恵まれない幸せ
恵まれる不幸せ
ダイソウ産業 矢野博丈
これは今では有名なダイソウ産業の創業者、矢野博丈氏の苦難の人生から生まれた言葉である。
氏は大学生時代に結婚して、広島の妻の実家の後を継ぐが多額の借金を抱えて夜逃げをする。
東京までの妻と子供達との逃避行は後年になり同じ道の風景を目にする度に涙が止めどなくあふれてきたと言うことです。
東京に出てきてからも苦難は続き五年間で9回の転職を重ねた。
ああ、運命の神様は俺のことを毛嫌いしているんだ。
と、強い挫折感にうちひしがれたという事です。
29歳の時に見よう見まねで当時賑わっていた雑貨販売の仕事を始め、公民館や空き地での販売に出かけて居た。
ある日、雨が降っていて本日は休もうと思って居たら、10時頃には晴れたので慌てて現地に着くと、大勢のお客さんがチラシを抱えて待っていた。
いつもはお客さんが来る前に品出しや値付けをして居たが、お客さんが箱を開けて、これは幾らとあちこちで聞いてくるので、ええいめんどくさい、ぜんぶ100円でいい、というと飛ぶように売れたという事です。
これが100円ダイソウの原点だと言うことです。
その後も火事に遭ったり苦難は続いたという事ですが、あるお坊さんの言葉に人生の考え方を知り、人一倍の艱難辛苦は女神に見限られているにではなく、運がいいのかもしれないと思うようになったと言う。

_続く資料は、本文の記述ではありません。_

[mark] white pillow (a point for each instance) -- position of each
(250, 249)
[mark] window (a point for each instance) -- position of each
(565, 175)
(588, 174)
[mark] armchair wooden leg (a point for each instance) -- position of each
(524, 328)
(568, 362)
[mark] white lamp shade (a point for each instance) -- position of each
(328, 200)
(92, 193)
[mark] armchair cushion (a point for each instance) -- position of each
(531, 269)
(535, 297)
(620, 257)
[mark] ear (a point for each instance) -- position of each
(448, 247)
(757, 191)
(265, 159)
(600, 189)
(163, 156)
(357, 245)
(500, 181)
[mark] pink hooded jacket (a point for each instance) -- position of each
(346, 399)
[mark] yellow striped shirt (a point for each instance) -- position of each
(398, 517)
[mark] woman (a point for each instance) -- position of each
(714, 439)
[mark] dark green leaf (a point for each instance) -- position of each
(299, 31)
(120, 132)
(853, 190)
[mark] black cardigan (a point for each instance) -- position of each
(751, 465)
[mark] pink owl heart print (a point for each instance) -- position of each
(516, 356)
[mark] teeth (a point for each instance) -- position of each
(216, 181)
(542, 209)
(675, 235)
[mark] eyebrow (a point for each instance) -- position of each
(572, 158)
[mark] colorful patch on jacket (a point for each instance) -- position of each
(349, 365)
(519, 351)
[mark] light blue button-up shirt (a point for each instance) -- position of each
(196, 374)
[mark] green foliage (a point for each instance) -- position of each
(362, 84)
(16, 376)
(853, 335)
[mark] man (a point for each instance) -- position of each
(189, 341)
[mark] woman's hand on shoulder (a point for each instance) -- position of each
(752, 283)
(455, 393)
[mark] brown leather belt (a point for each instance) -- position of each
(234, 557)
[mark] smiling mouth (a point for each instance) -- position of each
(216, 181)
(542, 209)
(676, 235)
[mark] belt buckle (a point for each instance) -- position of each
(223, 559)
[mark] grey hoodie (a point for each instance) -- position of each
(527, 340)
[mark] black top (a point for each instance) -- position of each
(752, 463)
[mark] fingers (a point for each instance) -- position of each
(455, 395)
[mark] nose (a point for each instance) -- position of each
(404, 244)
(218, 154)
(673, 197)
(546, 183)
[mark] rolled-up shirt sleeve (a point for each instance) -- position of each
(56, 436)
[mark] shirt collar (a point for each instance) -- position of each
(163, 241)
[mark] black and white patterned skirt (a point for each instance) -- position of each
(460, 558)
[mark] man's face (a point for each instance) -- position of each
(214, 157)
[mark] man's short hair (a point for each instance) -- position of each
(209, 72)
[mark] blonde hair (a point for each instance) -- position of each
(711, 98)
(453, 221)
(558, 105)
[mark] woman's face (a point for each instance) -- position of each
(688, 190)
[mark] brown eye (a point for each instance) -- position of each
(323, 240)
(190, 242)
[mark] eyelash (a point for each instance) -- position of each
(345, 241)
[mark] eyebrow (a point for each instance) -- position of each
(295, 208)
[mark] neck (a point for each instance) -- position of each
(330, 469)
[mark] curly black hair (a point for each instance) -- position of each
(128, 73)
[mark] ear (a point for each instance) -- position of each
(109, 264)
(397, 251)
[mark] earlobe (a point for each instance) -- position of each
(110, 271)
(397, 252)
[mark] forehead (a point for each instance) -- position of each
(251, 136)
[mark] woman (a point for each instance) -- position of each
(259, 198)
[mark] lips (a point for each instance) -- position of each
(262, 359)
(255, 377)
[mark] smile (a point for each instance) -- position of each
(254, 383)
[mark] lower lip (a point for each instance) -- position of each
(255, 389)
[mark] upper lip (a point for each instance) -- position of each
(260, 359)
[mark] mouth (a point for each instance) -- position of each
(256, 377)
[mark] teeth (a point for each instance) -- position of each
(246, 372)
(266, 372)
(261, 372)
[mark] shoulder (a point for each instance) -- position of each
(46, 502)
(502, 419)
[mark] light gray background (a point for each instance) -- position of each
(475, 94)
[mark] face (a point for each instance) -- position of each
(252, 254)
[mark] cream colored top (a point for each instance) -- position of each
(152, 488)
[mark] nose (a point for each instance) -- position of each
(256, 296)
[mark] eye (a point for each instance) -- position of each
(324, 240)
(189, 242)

それから少しずついいことが続くようになっていったという。
氏は苦難が大きかったので入社式でいずれこの会社はつぶれると言って来たという。
だから危機感が強く常に変化と新製品を出し続けてお客様を飽きさせない。
恵まれない幸せ、恵まれる不幸せは、氏の艱難辛苦の中から生まれ来た。
現在、女子卓球の世界がこのことばの通りに動いている。
伊藤美誠選手がパリ五輪個人を落ちた。
変わりに女子個人代表は早田選手と平野選手というどちらもリオと東京で補欠になり代表選手の練習相手になり恵まれない時を過ごした。
そして今幸せを手にした。
今度は伊藤選手が恵まれない幸せを手にする番である。